На станции раздался гудок паровоза. Неужели наш? Неужели наш?
Сагайдак, пригнувшись, взбирается на насыпь, показывает Саламахе и Чигирину, на сколько надо раздвинуть концы рельсов. Партизаны приподняли их лапами и отвели в стороны — вот и вся техника. Вот и вся. А в голове уже отдается стук колес еще невидимого поезда. А теперь — в леса!
Бежит по рельсам дрожь, нервно, наперегонки скачут по ним лучики, и уже, чихая паром, разбрызгивая искры, надвигается темная громада. И вдруг с разгона оседает паровоз, бешено вгрызается в насыпь, и черт знает как переворачивается, а на него с неистовым треском, скрежетом и визгом наскакивают, разламываясь и громоздясь, вагоны. Из их разверзшихся внутренностей клубами вырываются белые облака.
— Газы! Газы! — испуганно кричит Иван Бересклет и топает своими сапожищами в глубину леса.
За ним бросаются несколько партизан, подхватывается с земли и Василь, да Роман властно придерживает его рукой.
— Не беги, брат. Если умирать, то не трусом.
В лесу, видно, кто-то остановил Бересклета, так как тот снова завел свое:
— Это же газы! Наверное, баллоны полопались.
— Тю на тебя, дурень! — спокойно отозвался старый Чигирин. — Это не газы, а мука. Завтра из нее коржей испечем.
— Опять коржей! — с огорчением
И хохот покрыл его слова.
XVI
— Куда же вы такой, больной и перебинтованный? Побудьте у нас еще денек, — жалостливо затрепетали девичьи ресницы. — Слышите?

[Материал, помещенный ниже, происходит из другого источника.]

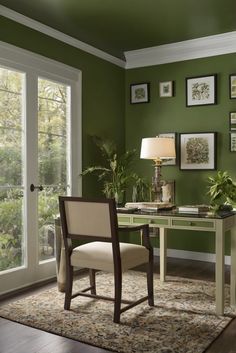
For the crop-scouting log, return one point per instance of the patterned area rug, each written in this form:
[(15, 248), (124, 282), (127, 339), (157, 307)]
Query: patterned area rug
[(182, 321)]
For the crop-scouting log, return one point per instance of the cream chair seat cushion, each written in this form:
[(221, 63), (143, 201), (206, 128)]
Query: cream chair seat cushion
[(98, 255)]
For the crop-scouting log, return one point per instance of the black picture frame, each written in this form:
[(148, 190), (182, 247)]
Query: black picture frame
[(140, 93), (232, 141), (166, 89), (232, 86), (201, 90), (197, 150), (232, 121)]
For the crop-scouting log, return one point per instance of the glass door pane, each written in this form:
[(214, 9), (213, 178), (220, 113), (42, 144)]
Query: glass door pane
[(53, 114), (12, 239)]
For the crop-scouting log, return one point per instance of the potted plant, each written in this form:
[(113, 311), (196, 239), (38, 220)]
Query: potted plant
[(116, 174), (222, 191)]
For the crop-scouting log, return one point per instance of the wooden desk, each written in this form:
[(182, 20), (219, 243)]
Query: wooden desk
[(218, 224)]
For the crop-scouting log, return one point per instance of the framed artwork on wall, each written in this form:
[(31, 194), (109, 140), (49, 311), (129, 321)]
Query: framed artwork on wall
[(232, 86), (166, 89), (232, 121), (198, 151), (232, 141), (201, 90), (139, 93), (174, 136)]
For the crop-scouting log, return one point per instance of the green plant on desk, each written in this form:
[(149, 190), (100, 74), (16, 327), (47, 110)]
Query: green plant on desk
[(116, 174), (222, 191)]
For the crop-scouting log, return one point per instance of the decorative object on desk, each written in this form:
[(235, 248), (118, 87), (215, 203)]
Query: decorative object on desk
[(157, 149), (232, 121), (198, 151), (194, 209), (232, 141), (139, 93), (222, 191), (201, 90), (166, 89), (141, 189), (185, 313), (174, 136), (149, 206), (232, 86), (116, 174)]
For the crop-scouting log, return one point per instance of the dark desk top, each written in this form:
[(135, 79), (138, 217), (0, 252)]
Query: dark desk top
[(175, 213)]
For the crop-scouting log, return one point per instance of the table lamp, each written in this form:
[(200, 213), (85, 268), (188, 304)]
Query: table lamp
[(157, 149)]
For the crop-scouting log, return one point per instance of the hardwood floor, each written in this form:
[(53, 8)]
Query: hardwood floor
[(17, 338)]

— Спасибо, Ганнуся, Побреду уж как-нибудь, а если не смогу, так поковыляю, словно бедняга рак. — Данило пальцами показал, как он будет ковылять, и Ганнуся улыбнулась, но сразу и загрустила. — Чего ты, доченька? Чего, маленькая? Чего, ласковая?

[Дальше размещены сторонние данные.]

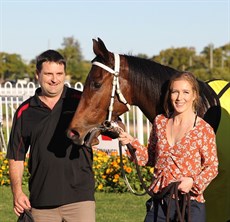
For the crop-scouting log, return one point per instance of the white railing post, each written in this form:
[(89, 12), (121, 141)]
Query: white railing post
[(11, 97)]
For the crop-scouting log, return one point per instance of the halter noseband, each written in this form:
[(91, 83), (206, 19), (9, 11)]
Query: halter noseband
[(116, 86)]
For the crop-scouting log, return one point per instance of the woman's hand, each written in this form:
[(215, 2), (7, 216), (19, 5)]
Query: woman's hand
[(125, 138), (185, 185)]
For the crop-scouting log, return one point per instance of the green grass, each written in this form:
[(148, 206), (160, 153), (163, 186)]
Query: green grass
[(110, 207)]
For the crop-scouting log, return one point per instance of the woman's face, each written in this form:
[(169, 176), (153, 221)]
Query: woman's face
[(182, 96)]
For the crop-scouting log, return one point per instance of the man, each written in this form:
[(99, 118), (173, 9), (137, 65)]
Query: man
[(62, 183)]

— Грустно мне будет без вас, — потупилась девушка.
— Почему же, Ганнуся?
— Батько пошел на войну, вот и вы пойдете, а я снова останусь одна-одинешенька на свете.
— Почему же одна? А челн на речке? — хочет как-то развлечь ее Данило.

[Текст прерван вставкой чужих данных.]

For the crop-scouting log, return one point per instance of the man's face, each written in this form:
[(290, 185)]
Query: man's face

— Вот разве что челн да весло. Но теперь и на нем далеко не уедешь — полиция следит. Сейчас хотите идти?
— Сейчас, а то ноги уже сами просятся в дорогу.
— Не так ноги, как душа, — понимающе покачала головой девушка, затем подошла к сундуку, подняла тяжелую дубовую крышку, достала из-под каких-то одежонок бобриковое пальто. — Тогда возьмите отцовское, ведь по ночам уже на пару приходят туман и холод.
— Чем я смогу отблагодарить тебя?
— Если живы будете, то хоть напишите. Только непременно оставайтесь живым!
— Постараюсь, Ганнуся. — Данило невольно потянулся к девушке, погладил, как гладят детей, головку, толстую косу. Невыразимые жалость и тревога за судьбу этого доверия и красоты, что молча стояли возле него, уже не надеясь на свое счастье, охватили его душу. Закончилась бы война, пришел бы с войны ее отец — вот все ее счастье. Да будет ли такое?
Ганнуся неожиданно вздрогнула, отпрянула, настороженно повернулась к окну.
— Что там?
— Кажется, кто-то скрипнул воротами. Кого-то несет нелегкая — к крыльцу идет. Прячьтесь в каморку.
Данило метнулся в каморку, а в это время по-стариковски закряхтели, заскрипели высохшие половицы крыльца и кто-то тихо постучал в дверь.
— Кто там?! — испуганно откликнулась Ганнуся.
Снаружи послышался приглушенный смех:
— А это я. Не узнаешь?
— Юрий.
— Он самый!
— Сумасшедший! Чего ты по ночам шатаешься и пугаешь людей?
«Сумасшедший» снова засмеялся:
— Открой, Ганнуся, тогда скажу на ухо.
— Эге, так и открою кому-то!
— А я думал, тебе со мной веселее будет.
— Что-то не ко времени ты веселым стал.
— Ганнуся, разве тебе еще не пора гулять? Или ты, может, примака приняла?
— Известно, приняла — не ждать же тебя.
Но Юрко и от этого не унывает:
— Дай хоть погляжу на этого приблудного: похож ли он на человека?
— Завтра приходи. И завтра я расскажу твоим родителям, как ты людям спать не даешь.